Great advice brother @dfreybur! It is greatly appreciated. I will feel my way around once I get raised (which is two weeks away, by the way. Very anxious and excited!). Once I find my way I will begin finding ways to "earn my stripes" so to speak. I will humbly watch and learn the rules and how things are ran as you suggested and once I get that under my belt I plan to be a voice that is going to be called upon quite often. At least that's how it's running through my mind right now.


----------



## Derinique Kendrick (Jul 9, 2015)

Dennis Hurts said:


> If your light shines bright my brother,it will do the recruiting for you! Young Men look at other (young) men and if they like what they see ,well they emulate. Since I have been Raised I have sighed and help raise 6 new members this year, and the shy is the limit. All because of the way I carry myself now that I have the light! Plus a lot of Masonic pins and Cloths help also!!


That is surely the plan brother @Dennis Hurts! I want to be the one to show that "hey, you don't have to be old and retired to be a mason (no offense to the elders and retired masons, I just used that as an example because a lot of people, who are misinformed of course, think that the masons are some sort of social group for retired men. Sorry, got on a rant there. As I was saying pre rant I want to spark an initial interest in young men such as myself to give me a chance to teach what it is that we really stand for and what we do. I'm hoping my membership will bring about interested young men and hopefully I'll be able to bring in additions to the lodge after time of course if the men are prepared. I have been looking at a couple of pins to purchase one I'm raised. Thanks for your input brother!


----------



## Archangel Raised (Jul 19, 2015)

Brother @ROLLO. . . man, your thread struck a nerve!

From California to NY, we are all facing the same dilemma, top heavy PM old guys whom come to stated meetings to sleep, lackluster attendance for the old guys who do show up, and,  " . . . . that's how we have always dun it!"  

. . . .and,  ". . . . we don't do it THAT way",  admonishing.

We break the rules! We innovate, or die.

My line brothers and I have taken it upon ourselves to re-invigorate the lodge.  

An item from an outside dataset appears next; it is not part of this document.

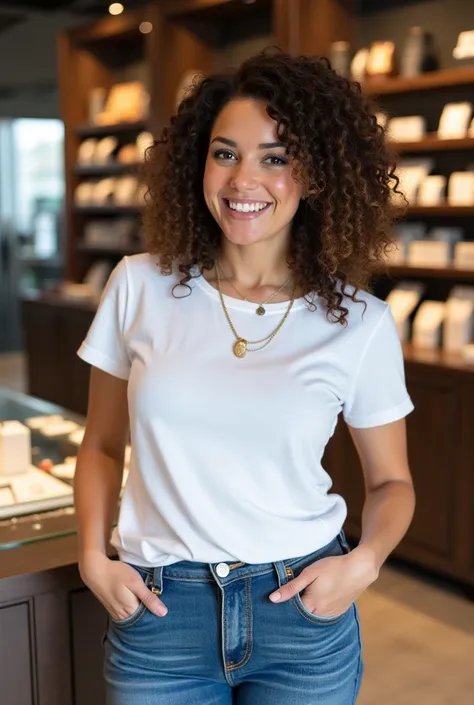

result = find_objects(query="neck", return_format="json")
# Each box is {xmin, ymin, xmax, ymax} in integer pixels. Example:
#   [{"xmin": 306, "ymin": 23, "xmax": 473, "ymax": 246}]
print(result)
[{"xmin": 218, "ymin": 239, "xmax": 291, "ymax": 289}]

1) We attend the progressive AF&AM social nights and witness how they successfully accomplish it.
2) We get out in the public and shine.  Encourage the ". . .what's that?"  when people ask about our rings or compass and square polo shirts.
3) Actively recruit professionals whose knowledge and experience can benefit the lodge.  I am a banker by trade.
4) Have plans to talk to black Greek fraternities and shame them into stepping up to the big dogs.
5) Make it known to my employees and colleagues that I am a Prince Hall Mason, and invite them to a DeMolay event. . . my lodge is so backwards, we don't yet have events planned.

There is more, though this is a good start.  

My line brothers and I are giving this a maad and very active push for the foreseeable future.  If this doesn't work, we are also looking at demitting or starting our own lodge.

It is definitely NOT the wait and see attitude that has gotten PHA into this mess, in the first place.

My 0.2. . . travel light, Brothers!


----------



## Glen Cook (Jul 19, 2015)

Your action plan is to shame someone???


----------



## Archangel Raised (Jul 19, 2015)

Glen Cook said:


> Your action plan is to shame someone???



  Restating, for the college fraternities. . . invite them to graduate from their beer goggled parties to a more contemplative fraternity.


----------